Opportunity analysis
For developers and energy players, the shake-up favors modular builds, lower capex “pathfinder” phases, and siting where costs are lowest (cheap renewables, waste heat, brine handling, and Class VI well primacy). For corporates, scarcity of high‑durability tons will likely raise prices and elongate delivery windows, making blended portfolios (DAC, mineralization, biomass with CCS) prudent. For financiers, policy volatility underscores the need for blended finance structures, milestone-based disbursements, and offtake-backed project finance.

Internationally, stable grant regimes (EU Innovation Fund) and supportive tax incentives (e.g., Canada’s CCUS measures) could redirect projects, tooling, and supply chains.

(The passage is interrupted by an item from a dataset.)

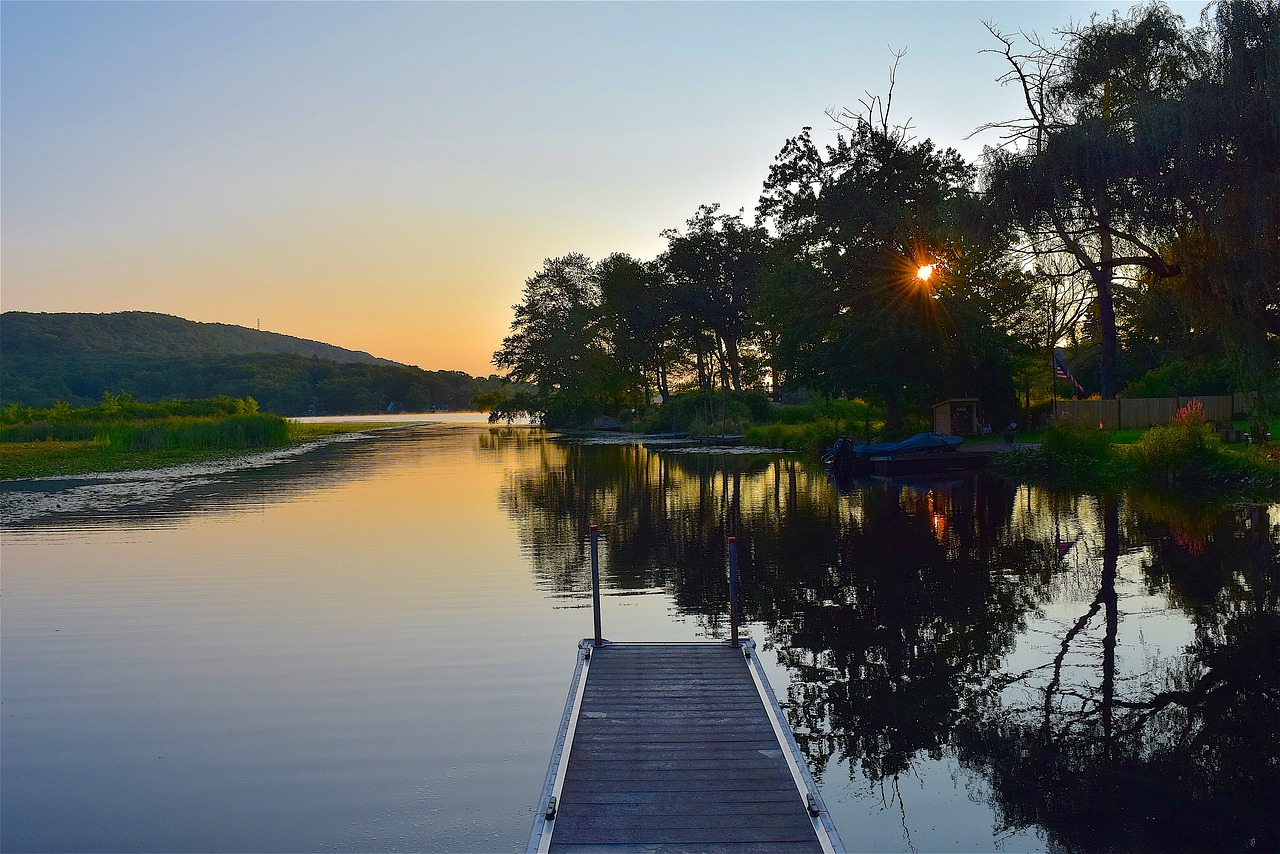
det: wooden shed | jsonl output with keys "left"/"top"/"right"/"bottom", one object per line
{"left": 933, "top": 398, "right": 980, "bottom": 436}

If US hubs slow, expect more cross-border JVs and offtakes, and talent migration to jurisdictions with clearer bankability.

Action items for leaders
- Re-baseline net‑zero roadmaps: Model a 12-24 month delay on US DAC capacity; update price and delivery curves for durable removals.
- Diversify procurement: Lock in multi‑supplier, multi‑pathway portfolios (DAC, mineralization, biomass with CCS) with milestone‑based payments and step‑in rights.
- Secure siting advantages: Prioritize projects in states with Class VI well primacy and streamlined permitting; pair with low-cost clean power or waste heat.
- Build dual-track financing: Combine 45Q, state incentives, and private capital; structure contingencies if federal grants slip. Use performance bonds and MRV-linked disbursements.
- Strengthen offtake quality: Negotiate MRV, reversals coverage, and delivery guarantees; consider indexed pricing to energy or policy changes.
- Engage policy and community: Participate in DOE reviews, comment periods, and regional coalitions to stabilize hub timelines and local support.
Bottom line: Whether this is a renegotiation or a reset, US DAC projects now carry higher timing and policy risk. Treat durable removals as a constrained asset class, finance accordingly, and move early to secure supply and cost certainty.